The role of non-coding RNAs in Chromosome Segregation through Mechanisms Beyond the Sequence


Chromosome segregation, a fundamental process in cell division, ensures the precise distribution of genetic material to daughter cells. Chen et al., explore the role of non-coding RNAs contributing to the robustness of this process.

Chromosome segregation, a fundamental process in cell division, ensures the precise distribution of genetic material to daughter cells. Failure to properly segregate sister chromatids leads to errors in maintenance of genomic stability and aberrations in chromosome number or structure, which can lead to disorders like Down syndrome in humans.

To ensure robustness of this process, numerous factors and protein complexes play a role. Centromeres, located within the chromosomes, serve as attachment points for kinetochores, large protein complexes that guide chromosome segregation by interacting with mitotic spindle microtubules on one and centromeric chromatin on the other side.

Previous research has spotlighted the involvement of non-coding RNAs in regulating chromosome segregation. In mice, these RNAs are transcribed from the minor satellite repeats (MinSats) that correspond to the centromeric regions.

A study by the Torres-Padilla group delves into the mechanisms by which such non-coding RNAs influence chromosome segregation, using mouse embryonic stem cells (mESCs) as a model.

First, they discovered that transcription from either forward or reverse MinSat strands respectively, is vital for kinetochore localization and accurate chromosome segregation. By investigating the nature of binding between the kinetochore complex factor CENPC and the RNA, in collaborative work with Michael Sattler’s group, an expert in RNA structure and function, they have found out that MinSat RNAs adopt a specific RNA stem-loop secondary structure.

Even more, the human satellite transcribed from centromere 21, which shares only 53% of sequence similarity to the mouse MinSat, also adopts a similar secondary structure. Thus, the authors propose a new model where it is not the sequence conservation but rather the structural conservation that is responsible for the role of centromeric non-coding RNAs in chromosome segregation.
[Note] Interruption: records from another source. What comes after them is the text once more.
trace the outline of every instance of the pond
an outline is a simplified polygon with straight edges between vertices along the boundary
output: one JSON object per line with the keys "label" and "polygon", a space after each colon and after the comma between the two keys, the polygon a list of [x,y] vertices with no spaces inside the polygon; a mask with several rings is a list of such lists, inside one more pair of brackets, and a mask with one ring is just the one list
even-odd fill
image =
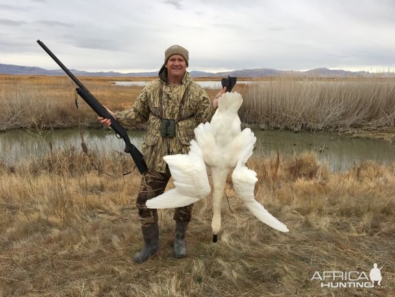
{"label": "pond", "polygon": [[[313,152],[320,161],[328,164],[331,171],[342,171],[366,160],[378,163],[395,161],[393,143],[372,139],[351,139],[331,133],[294,133],[290,131],[263,131],[253,130],[257,136],[253,157],[268,157]],[[143,131],[129,131],[131,141],[139,150]],[[89,149],[102,152],[123,152],[123,141],[118,139],[107,130],[83,130]],[[25,162],[29,158],[43,156],[49,151],[50,143],[54,150],[65,145],[74,145],[81,150],[79,131],[77,129],[55,131],[25,130],[0,133],[0,161],[8,165]]]}
{"label": "pond", "polygon": [[[115,83],[116,86],[145,86],[146,84],[149,84],[151,82],[112,82]],[[204,82],[195,82],[197,84],[200,84],[203,88],[222,88],[221,87],[221,82],[219,81],[214,81],[214,80],[207,80]],[[238,81],[238,84],[248,84],[249,82],[251,82],[251,81],[247,80],[240,80]]]}

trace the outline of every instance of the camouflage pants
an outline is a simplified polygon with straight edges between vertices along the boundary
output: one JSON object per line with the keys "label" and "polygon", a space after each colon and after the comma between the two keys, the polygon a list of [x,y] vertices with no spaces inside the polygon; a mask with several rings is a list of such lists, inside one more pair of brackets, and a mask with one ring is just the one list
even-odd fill
{"label": "camouflage pants", "polygon": [[[145,203],[146,200],[164,192],[170,176],[168,167],[166,167],[166,171],[164,174],[148,169],[142,176],[140,192],[136,204],[138,209],[139,221],[142,225],[149,225],[157,222],[156,209],[148,209]],[[192,209],[193,204],[175,209],[173,219],[176,221],[190,222]]]}

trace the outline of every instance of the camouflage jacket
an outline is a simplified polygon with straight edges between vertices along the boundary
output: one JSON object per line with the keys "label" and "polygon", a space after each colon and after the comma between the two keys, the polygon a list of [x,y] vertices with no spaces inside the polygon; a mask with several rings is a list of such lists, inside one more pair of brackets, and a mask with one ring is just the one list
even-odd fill
{"label": "camouflage jacket", "polygon": [[[166,71],[166,70],[165,70]],[[186,74],[180,85],[167,82],[166,72],[160,73],[160,79],[147,85],[138,95],[130,109],[115,112],[116,119],[126,127],[148,121],[146,134],[142,143],[142,154],[148,168],[164,173],[166,163],[163,157],[176,154],[188,154],[194,129],[201,123],[209,121],[214,110],[207,93]],[[162,113],[164,119],[178,119],[179,106],[184,92],[185,102],[181,119],[176,123],[175,137],[161,136],[160,88],[163,84]]]}

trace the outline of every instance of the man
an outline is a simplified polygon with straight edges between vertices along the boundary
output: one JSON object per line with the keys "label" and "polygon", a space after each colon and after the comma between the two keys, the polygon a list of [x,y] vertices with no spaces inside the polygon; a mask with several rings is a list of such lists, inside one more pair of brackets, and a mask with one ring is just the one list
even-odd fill
{"label": "man", "polygon": [[[148,121],[146,134],[142,143],[142,154],[148,171],[142,176],[136,202],[144,245],[133,258],[143,263],[158,250],[159,229],[156,209],[149,209],[146,202],[164,191],[170,173],[163,157],[176,154],[188,154],[194,129],[201,123],[209,121],[218,107],[221,90],[212,101],[199,84],[192,81],[186,71],[188,51],[179,45],[173,45],[164,53],[164,64],[159,72],[159,79],[146,86],[138,95],[134,106],[118,112],[109,112],[121,124],[132,126]],[[111,121],[99,117],[101,123],[109,127]],[[185,235],[190,222],[192,205],[176,209],[174,214],[176,258],[186,256]]]}

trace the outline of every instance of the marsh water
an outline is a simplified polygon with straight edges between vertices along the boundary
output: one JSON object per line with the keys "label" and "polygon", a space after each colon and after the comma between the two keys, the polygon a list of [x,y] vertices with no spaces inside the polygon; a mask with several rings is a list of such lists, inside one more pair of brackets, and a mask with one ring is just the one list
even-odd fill
{"label": "marsh water", "polygon": [[[279,148],[281,156],[289,154],[314,152],[320,161],[328,164],[331,171],[345,170],[366,160],[379,163],[395,161],[395,145],[372,140],[352,139],[327,132],[298,132],[253,130],[257,136],[253,156],[268,157]],[[123,152],[124,143],[114,133],[104,130],[83,130],[85,141],[90,150],[101,152]],[[141,148],[144,131],[129,131],[132,143]],[[75,146],[81,150],[77,129],[55,131],[25,130],[0,133],[0,162],[14,165],[30,158],[45,155],[50,147],[56,150]]]}
{"label": "marsh water", "polygon": [[[145,86],[147,84],[151,82],[112,82],[115,84],[116,86]],[[200,84],[202,88],[221,88],[221,82],[218,80],[206,80],[199,82],[196,81],[197,84]],[[251,81],[243,81],[240,80],[238,82],[238,84],[248,84],[249,82],[251,82]]]}

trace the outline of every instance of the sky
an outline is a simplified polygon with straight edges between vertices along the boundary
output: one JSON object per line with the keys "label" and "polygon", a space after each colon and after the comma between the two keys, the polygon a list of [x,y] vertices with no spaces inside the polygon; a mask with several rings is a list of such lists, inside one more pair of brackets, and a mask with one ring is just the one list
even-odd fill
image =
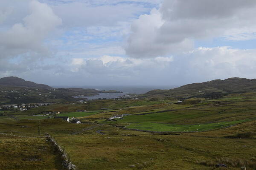
{"label": "sky", "polygon": [[177,85],[256,78],[255,0],[1,0],[0,78]]}

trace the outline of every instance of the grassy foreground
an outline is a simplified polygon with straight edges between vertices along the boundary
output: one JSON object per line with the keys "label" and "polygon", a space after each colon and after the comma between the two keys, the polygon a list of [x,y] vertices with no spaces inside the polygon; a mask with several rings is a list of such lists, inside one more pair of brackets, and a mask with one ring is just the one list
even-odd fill
{"label": "grassy foreground", "polygon": [[44,138],[0,134],[0,169],[62,170],[59,158]]}

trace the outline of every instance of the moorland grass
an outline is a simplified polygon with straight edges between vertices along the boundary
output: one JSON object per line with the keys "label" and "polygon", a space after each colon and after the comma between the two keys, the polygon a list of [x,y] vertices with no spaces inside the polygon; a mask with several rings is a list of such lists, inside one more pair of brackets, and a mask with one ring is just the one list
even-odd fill
{"label": "moorland grass", "polygon": [[0,169],[62,170],[58,156],[45,138],[0,134]]}

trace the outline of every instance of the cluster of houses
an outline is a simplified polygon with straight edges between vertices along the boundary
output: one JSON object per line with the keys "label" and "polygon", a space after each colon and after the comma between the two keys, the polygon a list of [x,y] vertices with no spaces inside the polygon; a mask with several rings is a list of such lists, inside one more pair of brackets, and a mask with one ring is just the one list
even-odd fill
{"label": "cluster of houses", "polygon": [[112,116],[110,117],[108,119],[108,120],[114,120],[115,119],[123,119],[124,116],[128,116],[128,115],[129,115],[129,114],[123,114]]}
{"label": "cluster of houses", "polygon": [[17,109],[20,111],[27,110],[32,108],[38,108],[39,106],[50,105],[50,103],[31,103],[23,104],[21,105],[6,105],[0,106],[0,110],[9,110],[11,109]]}
{"label": "cluster of houses", "polygon": [[68,116],[55,116],[54,119],[61,119],[65,121],[77,124],[81,123],[79,119],[75,119],[74,117],[73,117],[70,119]]}

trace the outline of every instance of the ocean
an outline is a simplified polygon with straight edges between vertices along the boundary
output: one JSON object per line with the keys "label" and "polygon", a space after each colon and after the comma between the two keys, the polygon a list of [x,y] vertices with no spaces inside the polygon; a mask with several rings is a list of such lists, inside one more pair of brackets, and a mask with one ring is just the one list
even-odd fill
{"label": "ocean", "polygon": [[93,88],[98,90],[106,91],[113,90],[122,91],[119,94],[99,94],[99,95],[92,96],[84,96],[89,99],[95,99],[99,98],[113,99],[127,94],[140,94],[147,93],[155,89],[166,90],[177,87],[177,86],[54,86],[55,88]]}

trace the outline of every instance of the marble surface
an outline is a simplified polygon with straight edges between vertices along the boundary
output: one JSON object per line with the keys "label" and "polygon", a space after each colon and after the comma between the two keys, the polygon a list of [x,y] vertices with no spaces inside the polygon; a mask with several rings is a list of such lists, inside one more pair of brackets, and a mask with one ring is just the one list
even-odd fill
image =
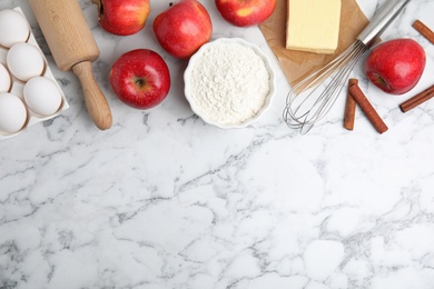
{"label": "marble surface", "polygon": [[[214,38],[241,37],[274,61],[277,91],[253,126],[220,130],[194,116],[183,93],[186,61],[156,43],[151,3],[145,30],[110,36],[96,7],[80,4],[101,50],[96,78],[114,127],[90,121],[78,80],[53,64],[24,0],[21,7],[70,108],[0,142],[0,288],[434,288],[434,101],[403,114],[398,103],[433,84],[434,46],[411,23],[434,28],[434,1],[413,0],[383,36],[416,39],[427,53],[417,87],[400,97],[353,71],[389,130],[357,111],[342,127],[344,98],[308,134],[282,120],[289,89],[257,28],[221,20]],[[368,18],[382,0],[358,0]],[[151,111],[120,103],[112,62],[150,48],[169,64],[169,97]]]}

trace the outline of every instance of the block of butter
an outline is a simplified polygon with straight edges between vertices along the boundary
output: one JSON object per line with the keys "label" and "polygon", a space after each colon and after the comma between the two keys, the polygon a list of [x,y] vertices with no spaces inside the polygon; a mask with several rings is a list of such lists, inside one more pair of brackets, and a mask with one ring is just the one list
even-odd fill
{"label": "block of butter", "polygon": [[341,0],[288,0],[286,48],[332,54],[339,37]]}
This study serves as a reminder to explore less obvious avenues in scientific inquiry. In evolutionary studies, researchers often rely on sequence and transcription patterns, focusing on the most conserved elements. However, this discovery highlights the importance of considering non-conserved elements in evolutionary research, as they can converge to perform similar functions despite sequence differences.

By exploring the structural aspects of these RNAs, researchers deepen our understanding of cellular processes and evolution. Additionally, such investigations offer insights into dysregulations in disease and ageing, potentially leading to new therapies and diagnostics.